Skąd wzięła się tradycja produkowania takich kufli?
Jeszcze do niedawna, kiedy nasze wojsko nie było zawodowe, żołnierze robili sobie chusty na wyjście i tam wypisywali najważniejsze wydarzenia ze swojej służby. Podobnie jest z tymi kuflami. Głównie mają one związek z tematyką militarną, są robione z okazji wyjścia żołnierza do rezerwy. Pierwsze najstarsze kufle, które widziałem były związane z wojną francusko-pruską w latach 1870-1871. Właściwie to wtedy wzięła się tradycja robienia tych kufli. Rzesza niemiecka była bardzo dużym krajem, ponad 200 garnizonów. Najpiękniejsze kufle, a także największa liczba i różnorodność powstały tak mniej więcej od 1895 do wybuchu I wojny światowej, czyli do 1914 roku. Jak wiadomo, po wojnie, armia niemiecka została zredukowana traktatem wersalskim do 100 tysięcy i mimo iż tradycja trwała, jednak te kufle nie były już tak pięknie zdobione i nie były już tak liczne. Takie kufle to typowo niemiecka tradycja, zdarzało się, że w austriackich garnizonach podchwytywano ten pomysł, jednak głównie chodzi o Niemcy przed I wojną światową.
Czym charakteryzują się kufle o tematyce militarnej?
Taki kufel obowiązkowo musi mieć przykrycie cynowe, które wieńczy jakaś figura w zależności jakie to było wojsko. Jeżeli to była artyleria to zazwyczaj jest to armata, jeśli wojska marynarki wojennej to jest to marynarz, natomiast w przypadku służb wartowniczych będzie to wartownik z lwem u boku, a jeżeli kawaleria to kawalerzysta na koniu. Na pierwszej stronie kufla jest na przykład obrazek garnizonu, zdjęcie dowódcy regimentu lub panującego monarchy. Obowiązkowo musi być ręcznie napisane imię i nazwisko rezerwisty, numer garnizonu, w jakim pułku, kompani służył oraz w jakich latach. Na lewym i prawym boku są charakterystyczne scenki rodzajowe. Najczęściej spotykane motywy to ćwiczenia na poligonie, czas wolny, czyli biesiadowanie przy piwie, biwak żołnierski, randka z dziewczyną lub też pobyt w anclu. Z tyłu taki kufel posiada imiona i nazwiska innych rezerwistów, którzy służyli w tej kompanii, opisane po obu stronach uchwytu. Najbardziej charakterystyczną częścią takiego kufla jest tzw. prześwit. Jak otworzy się kufel, spojrzy w dno i skieruje je w stronę światła to widać tam obrazek. Najczęściej to wizerunek monarchy, motyw militarny lub żołnierz z dziewczyną. Oficerom, z racji pełnienia swojego stanowiska, nie wypadało robić takich kufli, gdyż piwo nie było dla nich powodem do dumy. Zamiast tego robili sobie filiżanki, również z motywami militarnymi. Tych filiżanek jest o wiele mniej i są trudniejsze do zdobycia, ponieważ oficerów było mniej.

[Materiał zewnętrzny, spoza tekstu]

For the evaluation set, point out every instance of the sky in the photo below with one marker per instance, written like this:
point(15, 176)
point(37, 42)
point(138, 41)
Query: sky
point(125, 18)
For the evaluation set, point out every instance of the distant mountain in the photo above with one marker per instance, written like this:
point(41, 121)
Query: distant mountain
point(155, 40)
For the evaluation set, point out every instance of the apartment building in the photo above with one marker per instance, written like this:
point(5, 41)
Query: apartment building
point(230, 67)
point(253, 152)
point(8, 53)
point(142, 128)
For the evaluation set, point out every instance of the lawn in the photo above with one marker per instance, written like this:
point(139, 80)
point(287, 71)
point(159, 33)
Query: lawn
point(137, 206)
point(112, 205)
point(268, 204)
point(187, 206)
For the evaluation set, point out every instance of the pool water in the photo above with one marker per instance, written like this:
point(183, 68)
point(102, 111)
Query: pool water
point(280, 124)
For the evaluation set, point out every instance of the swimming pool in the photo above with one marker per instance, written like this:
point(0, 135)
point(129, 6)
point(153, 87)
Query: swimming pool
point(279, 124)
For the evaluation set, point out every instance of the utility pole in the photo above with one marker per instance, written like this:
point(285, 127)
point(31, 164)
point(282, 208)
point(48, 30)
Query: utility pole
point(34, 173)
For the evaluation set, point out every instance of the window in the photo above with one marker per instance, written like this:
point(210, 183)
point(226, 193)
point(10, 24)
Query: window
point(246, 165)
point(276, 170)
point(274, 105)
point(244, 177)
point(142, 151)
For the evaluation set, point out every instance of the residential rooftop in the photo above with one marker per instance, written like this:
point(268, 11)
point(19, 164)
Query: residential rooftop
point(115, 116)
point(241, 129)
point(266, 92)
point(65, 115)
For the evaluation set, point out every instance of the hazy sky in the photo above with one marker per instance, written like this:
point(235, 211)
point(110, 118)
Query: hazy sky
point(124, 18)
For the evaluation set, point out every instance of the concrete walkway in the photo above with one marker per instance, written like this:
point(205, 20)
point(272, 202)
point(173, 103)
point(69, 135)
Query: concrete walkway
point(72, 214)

Czy z tymi kuflami wiążą się jakieś ciekawostki?
Kufel to dla rezerwisty pamiątką na całe życie, zabierał go do domu, pił sobie z niego piwo. Była też ciekawa tradycja. Jeżeli rezerwista zmarł, w dnie jego kufla wybijano dziurę, aby już nikt nie mógł z niego pić. Robiono tak, jeżeli rezerwista miał takie życzenie przed śmiercią. Oczywiście jest to przykra sprawa dla kolekcjonerów, bo wiadomo, że wtedy są mniej wartościowe, bo jest on w pewien sposób uszkodzony. Jednak są też tacy, którzy tego typu uszkodzenia sobie chwalą, że rezerwista do końca życia korzystał z tego kufla i spełnione zostało jego życzenie wybicia tej dziury w dnie. Oczywiście można taki kufel naprawić, sam próbuję to robić, bo jak wiadomo na rynku mało jest tych kufli, ciężko jest je obecnie dostać. Kufel jest porcelanowy, więc łatwo można go uszkodzić. Nietrudno też zniszczyć przykrycie cynowe, które poddaje się przy ruchu ręką. Mam w kolekcji kilka oryginalnych przykryć oraz kufle bez przykrycia. Współpracuje z taką firmą, która produkuje kufle i oni profesjonalnie mi to naprawiają.
W jakich granicach wahają się ceny tych kufli?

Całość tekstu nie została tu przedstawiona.